Much has changed in the 15 years since school lunch regulations were previously updated. Now school lunches fit the 2010 Dietary Guidelines: half the foods on the plate are fruits and vegetables, whole grains have increased, and milk is low-fat or fat free. Serving sizes are moderate. Condiments, which can be high in sodium, are limited.

lunch tray
My lunch tray … I didn’t care for creamed corn or fruit salad with coconut, so my menu options were a bit limited.

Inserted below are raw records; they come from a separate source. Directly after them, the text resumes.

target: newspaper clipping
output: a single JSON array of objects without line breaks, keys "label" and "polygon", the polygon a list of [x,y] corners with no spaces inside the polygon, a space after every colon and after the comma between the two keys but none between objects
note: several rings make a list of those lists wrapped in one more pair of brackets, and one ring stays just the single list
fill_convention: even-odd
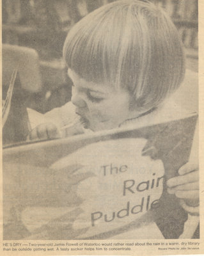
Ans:
[{"label": "newspaper clipping", "polygon": [[2,1],[0,255],[204,253],[201,2]]}]

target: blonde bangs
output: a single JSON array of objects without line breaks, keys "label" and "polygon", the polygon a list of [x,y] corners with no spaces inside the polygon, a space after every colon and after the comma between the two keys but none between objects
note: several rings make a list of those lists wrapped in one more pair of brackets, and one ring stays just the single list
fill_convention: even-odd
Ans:
[{"label": "blonde bangs", "polygon": [[90,13],[69,32],[63,54],[81,77],[127,90],[145,109],[174,92],[185,72],[176,28],[148,1],[117,1]]}]

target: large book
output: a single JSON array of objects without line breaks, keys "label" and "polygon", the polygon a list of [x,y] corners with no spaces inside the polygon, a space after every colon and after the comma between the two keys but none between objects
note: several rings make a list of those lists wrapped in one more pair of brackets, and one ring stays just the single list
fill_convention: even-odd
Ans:
[{"label": "large book", "polygon": [[4,239],[164,237],[154,216],[180,212],[165,180],[187,162],[196,120],[5,147]]}]

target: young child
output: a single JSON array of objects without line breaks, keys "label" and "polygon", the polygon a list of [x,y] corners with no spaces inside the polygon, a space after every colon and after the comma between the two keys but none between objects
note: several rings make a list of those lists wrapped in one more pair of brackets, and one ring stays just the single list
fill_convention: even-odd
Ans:
[{"label": "young child", "polygon": [[[181,115],[171,100],[164,102],[184,77],[182,43],[170,18],[153,4],[123,0],[96,10],[69,31],[63,56],[72,102],[46,113],[31,139],[61,136],[65,127],[72,135]],[[187,164],[179,174],[168,181],[169,193],[198,204],[196,166]]]}]

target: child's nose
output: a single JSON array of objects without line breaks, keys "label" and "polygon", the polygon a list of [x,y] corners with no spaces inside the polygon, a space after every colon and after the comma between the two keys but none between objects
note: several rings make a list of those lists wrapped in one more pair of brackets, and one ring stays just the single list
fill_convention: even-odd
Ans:
[{"label": "child's nose", "polygon": [[75,106],[78,108],[85,108],[86,106],[86,102],[83,100],[80,95],[80,92],[75,88],[72,90],[72,99],[71,101]]}]

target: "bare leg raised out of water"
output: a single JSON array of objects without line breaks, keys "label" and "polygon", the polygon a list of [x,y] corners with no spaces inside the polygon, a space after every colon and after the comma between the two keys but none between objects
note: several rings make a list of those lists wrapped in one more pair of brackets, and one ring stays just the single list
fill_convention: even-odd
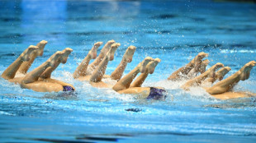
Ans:
[{"label": "bare leg raised out of water", "polygon": [[59,62],[65,63],[67,61],[67,56],[65,54],[64,52],[56,52],[46,62],[26,74],[21,81],[21,86],[38,92],[58,92],[64,90],[64,86],[61,84],[40,81],[38,81],[38,79],[48,67],[56,68],[55,67],[58,66]]},{"label": "bare leg raised out of water", "polygon": [[78,78],[79,76],[85,76],[87,75],[87,69],[89,65],[91,59],[97,58],[97,50],[102,44],[102,42],[97,42],[94,44],[92,49],[89,51],[88,55],[84,58],[83,62],[74,71],[73,76],[73,78]]},{"label": "bare leg raised out of water", "polygon": [[146,70],[147,64],[153,61],[153,58],[150,57],[145,58],[143,62],[139,63],[139,65],[130,72],[127,75],[122,77],[114,86],[113,90],[116,91],[122,90],[125,89],[128,89],[130,87],[130,83],[132,82],[133,79],[137,76],[139,72],[145,72]]},{"label": "bare leg raised out of water", "polygon": [[239,81],[245,81],[249,79],[250,71],[255,66],[255,61],[251,61],[246,63],[235,74],[216,83],[212,87],[207,89],[206,91],[212,95],[230,91]]},{"label": "bare leg raised out of water", "polygon": [[121,77],[121,76],[124,73],[124,71],[127,66],[128,62],[130,62],[132,61],[132,57],[135,52],[136,48],[135,46],[129,46],[126,49],[123,58],[121,59],[120,64],[116,68],[116,70],[111,74],[110,77],[112,80],[119,81]]},{"label": "bare leg raised out of water", "polygon": [[40,77],[42,79],[50,78],[51,73],[58,67],[59,63],[66,63],[69,55],[73,51],[70,48],[66,48],[62,51],[62,53],[59,56],[59,59],[57,61],[56,64],[54,66],[49,67],[40,76]]},{"label": "bare leg raised out of water", "polygon": [[187,81],[183,85],[182,85],[182,88],[187,90],[191,86],[200,85],[206,78],[215,76],[216,70],[223,67],[224,65],[220,62],[215,64],[203,74]]},{"label": "bare leg raised out of water", "polygon": [[97,58],[91,63],[89,64],[88,70],[87,70],[87,74],[91,75],[92,71],[96,69],[96,67],[100,64],[100,62],[102,61],[104,58],[106,53],[109,51],[111,48],[111,44],[113,44],[115,41],[113,39],[109,40],[102,48],[101,50],[100,54],[97,56]]},{"label": "bare leg raised out of water", "polygon": [[208,59],[203,60],[201,63],[198,71],[196,71],[196,68],[192,68],[187,74],[188,79],[192,79],[197,76],[197,75],[200,72],[201,74],[204,73],[206,70],[207,65],[210,63]]},{"label": "bare leg raised out of water", "polygon": [[141,87],[141,85],[147,78],[149,74],[153,74],[155,67],[161,62],[159,58],[155,58],[154,61],[149,62],[146,66],[146,70],[141,73],[130,85],[130,87]]},{"label": "bare leg raised out of water", "polygon": [[45,81],[45,82],[51,82],[51,83],[58,83],[63,86],[69,85],[71,86],[73,89],[74,89],[73,85],[71,84],[52,79],[51,78],[51,73],[58,67],[59,63],[66,63],[68,60],[69,55],[73,52],[73,49],[70,48],[66,48],[62,51],[62,53],[59,56],[59,59],[56,61],[56,63],[53,65],[52,67],[49,67],[40,76],[40,79],[38,80],[39,81]]},{"label": "bare leg raised out of water", "polygon": [[6,80],[13,79],[17,72],[24,62],[29,61],[31,53],[37,50],[37,46],[29,46],[2,74]]},{"label": "bare leg raised out of water", "polygon": [[113,44],[111,46],[111,48],[109,49],[109,51],[106,54],[103,60],[101,62],[101,63],[98,65],[98,67],[92,72],[92,74],[90,77],[90,81],[99,82],[102,81],[102,79],[103,78],[103,76],[105,74],[108,61],[112,61],[114,59],[115,52],[119,46],[120,46],[119,43]]},{"label": "bare leg raised out of water", "polygon": [[36,44],[38,47],[37,50],[35,50],[33,53],[31,53],[30,56],[30,60],[24,62],[21,66],[20,67],[18,72],[23,74],[26,74],[33,62],[35,61],[36,58],[38,56],[42,56],[44,53],[44,48],[45,44],[47,44],[47,41],[41,40],[40,43]]},{"label": "bare leg raised out of water", "polygon": [[181,78],[182,75],[187,75],[188,72],[192,69],[195,68],[196,71],[199,71],[200,65],[201,62],[202,58],[207,57],[208,54],[203,52],[199,53],[197,56],[194,59],[192,59],[189,63],[187,63],[185,67],[179,68],[178,70],[175,71],[168,78],[168,80],[171,81],[177,81]]},{"label": "bare leg raised out of water", "polygon": [[221,81],[225,75],[226,75],[231,70],[229,67],[222,67],[220,70],[217,71],[214,77],[209,77],[206,79],[203,82],[208,82],[213,84],[216,80]]}]

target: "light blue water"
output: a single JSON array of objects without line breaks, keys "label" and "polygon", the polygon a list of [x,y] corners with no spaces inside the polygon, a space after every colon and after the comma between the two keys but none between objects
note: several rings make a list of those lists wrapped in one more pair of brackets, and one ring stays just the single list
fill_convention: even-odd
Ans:
[{"label": "light blue water", "polygon": [[[256,99],[227,101],[201,88],[185,92],[165,79],[198,52],[210,66],[232,68],[256,60],[256,5],[211,1],[0,1],[0,72],[30,44],[45,39],[43,57],[73,49],[53,77],[73,84],[73,95],[37,93],[0,79],[1,142],[255,142]],[[128,73],[146,56],[162,62],[145,86],[168,90],[165,101],[140,99],[72,79],[94,42],[121,44],[110,74],[129,45],[137,50]],[[209,66],[209,67],[210,67]],[[256,93],[256,70],[235,90]],[[139,108],[138,113],[127,108]]]}]

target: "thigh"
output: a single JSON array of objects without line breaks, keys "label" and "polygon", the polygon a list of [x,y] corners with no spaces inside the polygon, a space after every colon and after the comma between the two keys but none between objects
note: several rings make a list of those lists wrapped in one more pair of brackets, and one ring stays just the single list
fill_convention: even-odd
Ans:
[{"label": "thigh", "polygon": [[59,84],[62,86],[69,85],[69,86],[71,86],[73,90],[75,90],[73,85],[66,83],[66,82],[64,82],[64,81],[59,81],[59,80],[55,80],[55,79],[52,79],[52,78],[46,78],[46,79],[40,79],[40,81],[45,81],[45,82]]},{"label": "thigh", "polygon": [[23,77],[15,77],[15,78],[8,80],[8,81],[21,85],[22,79]]},{"label": "thigh", "polygon": [[211,95],[213,97],[219,99],[237,99],[237,98],[246,98],[255,96],[256,94],[249,94],[246,92],[225,92],[219,95]]},{"label": "thigh", "polygon": [[63,91],[63,86],[57,83],[36,81],[29,84],[21,84],[22,88],[31,89],[37,92],[59,92]]}]

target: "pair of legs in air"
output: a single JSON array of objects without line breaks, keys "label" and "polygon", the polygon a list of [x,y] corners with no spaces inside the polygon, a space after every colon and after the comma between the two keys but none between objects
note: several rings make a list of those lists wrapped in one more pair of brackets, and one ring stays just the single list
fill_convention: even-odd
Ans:
[{"label": "pair of legs in air", "polygon": [[[114,53],[116,48],[120,46],[120,44],[115,43],[114,40],[108,41],[101,50],[99,56],[96,58],[97,49],[102,44],[102,42],[94,44],[94,46],[89,51],[88,54],[75,70],[73,77],[80,81],[88,81],[94,87],[112,88],[119,93],[140,94],[148,96],[150,89],[152,90],[153,88],[140,86],[147,76],[149,73],[152,74],[154,72],[154,68],[160,62],[160,59],[146,58],[134,70],[121,78],[127,63],[132,61],[132,57],[135,50],[135,47],[130,46],[126,51],[118,67],[110,76],[107,76],[105,75],[105,72],[108,61],[114,59]],[[96,58],[95,61],[89,65],[90,60],[93,58]],[[141,75],[131,83],[139,72],[141,72]],[[102,78],[111,78],[118,82],[114,85],[109,85],[102,81]],[[157,90],[155,88],[154,90],[154,91]]]},{"label": "pair of legs in air", "polygon": [[[73,51],[67,48],[58,51],[46,62],[27,73],[29,67],[37,56],[41,56],[47,41],[42,40],[36,46],[27,48],[2,74],[2,77],[11,82],[18,83],[22,88],[39,92],[73,90],[72,85],[50,78],[52,72],[60,62],[65,63],[68,56]],[[22,77],[15,77],[17,72],[26,74]]]},{"label": "pair of legs in air", "polygon": [[[231,70],[231,68],[229,67],[224,67],[222,63],[218,62],[216,65],[212,66],[211,68],[209,68],[207,71],[206,71],[206,67],[209,63],[209,61],[202,61],[202,58],[207,56],[208,55],[205,53],[198,53],[198,55],[188,64],[187,64],[183,67],[181,67],[177,72],[174,72],[168,77],[168,80],[176,81],[180,79],[182,76],[187,76],[187,77],[188,76],[187,78],[189,78],[189,73],[191,72],[198,73],[203,72],[200,76],[188,80],[182,86],[182,88],[187,90],[191,86],[204,85],[206,84],[210,84],[211,85],[216,81],[219,80],[220,81],[212,85],[211,87],[204,87],[206,92],[217,99],[228,99],[233,98],[256,96],[256,94],[253,93],[231,91],[233,87],[239,81],[245,81],[249,79],[250,71],[256,64],[255,61],[251,61],[246,63],[237,72],[231,75],[228,78],[222,80],[225,75],[228,73]],[[222,68],[220,69],[218,72],[216,72],[220,67]]]}]

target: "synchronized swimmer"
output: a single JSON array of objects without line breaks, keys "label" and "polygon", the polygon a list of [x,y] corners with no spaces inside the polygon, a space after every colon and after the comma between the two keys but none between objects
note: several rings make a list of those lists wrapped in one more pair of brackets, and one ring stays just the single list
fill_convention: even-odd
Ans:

The meals I ate at school tasted pretty good and were inexpensive (I paid about $3). Each meal had a protein source, fruit, vegetable, milk and grain (except the meal that ran out of corn muffins). I thought the cheese bread with marinara sauce was great, the chili and fresh spinach tasted good, and the cantaloupe was about the best I’ve had this summer. The fish tasted fine, but because I don’t like creamed corn or fruit salad with coconut, I didn’t take either. My meal was a bit limited that day.

All the schools served 3 to 4 different fruits and vegetables, including at least one that was fresh. We served ourselves fruits and vegetables, meaning we could take more of something we liked. The kids I ate with who did not eat fruits or vegetables had less to eat. I think parents could help by serving more fruits and vegetables at home. Eating fruits and vegetables in any form is what is important – it doesn’t matter if fresh or frozen or canned; or whether organic or conventionally raised or local. New foods take a while to get used to.

One of the complaints about the new school lunch is that the portions are not large enough (more on this topic in next weeks blog). If your child tells you they are hungry, the first thing to do is make sure they are eating breakfast. This year the Iowa Department of Education and Midwest Dairy are partnering on a School Breakfast Challenge to increase daily school breakfast participation by 20%.

I enjoyed eating lunch at school with my nieces and colleague’s son. It was fun to see the kids interacting with their friends and understand more about the hustle and bustle of middle school.